Same goes for logging the static variable ie. fun.

if(opcode == PUTSTATIC && name.equals("fun")) {
	mv.visitFieldInsn(GETSTATIC, "java/lang/System", "out", "Ljava/io/PrintStream;");
	mv.visitFieldInsn(GETSTATIC, "me/nov/crackme/CrackMe", "fun", "C");
	mv.visitMethodInsn(INVOKEVIRTUAL, "java/io/PrintStream", "println", "(I)V", false);
}

I added a string ie. CrackMe.fun = to differentiate both of them.

agent_1

Cool lets see how it ends.

agent_2

Weirdness of method_63

Ahh as you can see, I missed the most important part of this crackme, ie. UTF-8 LOL !
So single surrogates are illegal and are converted to ’ ? ‘ character (ie. 63).
FYI Surrogates are characters in the Unicode range U+D800 - U+DFFF.
And Here we notice 56575 which is then converted to 63.

Here it inverts the comparision sign and validates if the length of stacktrace is less than 127.

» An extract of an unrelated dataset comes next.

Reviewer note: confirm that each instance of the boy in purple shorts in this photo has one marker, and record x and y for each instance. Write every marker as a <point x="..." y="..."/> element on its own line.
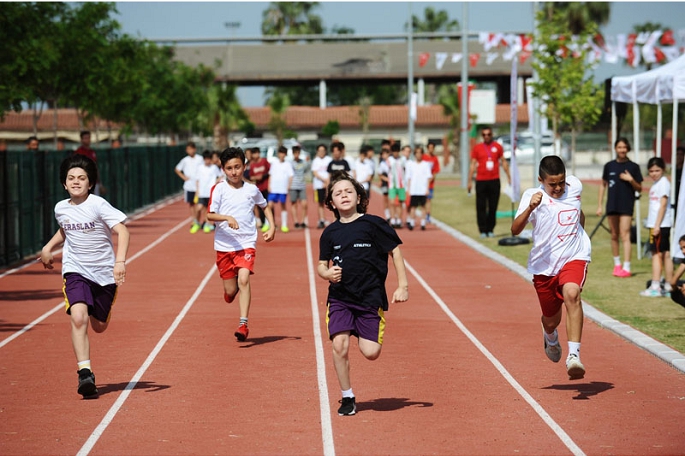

(Thread.currentThread().getStackTrace().length < 0x7F)

So the stacktrace length check for other methods is bogus and is only used for deception.

Also the v5 in method_63 always results in 127 which returns true halting the program.

(( get_hashcode(callee_fcn) * arg) * 0x7FFF << 3 | 127) & 127

So now we know what were we missing.


Solution and Source files

I’ve uploaded all of my solution files along with the ASM Agent project for this crackme on my github.
mrT4ntr4/Challenge-Solution-Files/noverify_crackme_3

Also krakatau does a good job that I got to know about from the author.
Also some of the source files were disclosed by him:

And, some manual obfuscation was done afterwards.

I enjoyed this challenge, all thanks to @graxcoding for making it!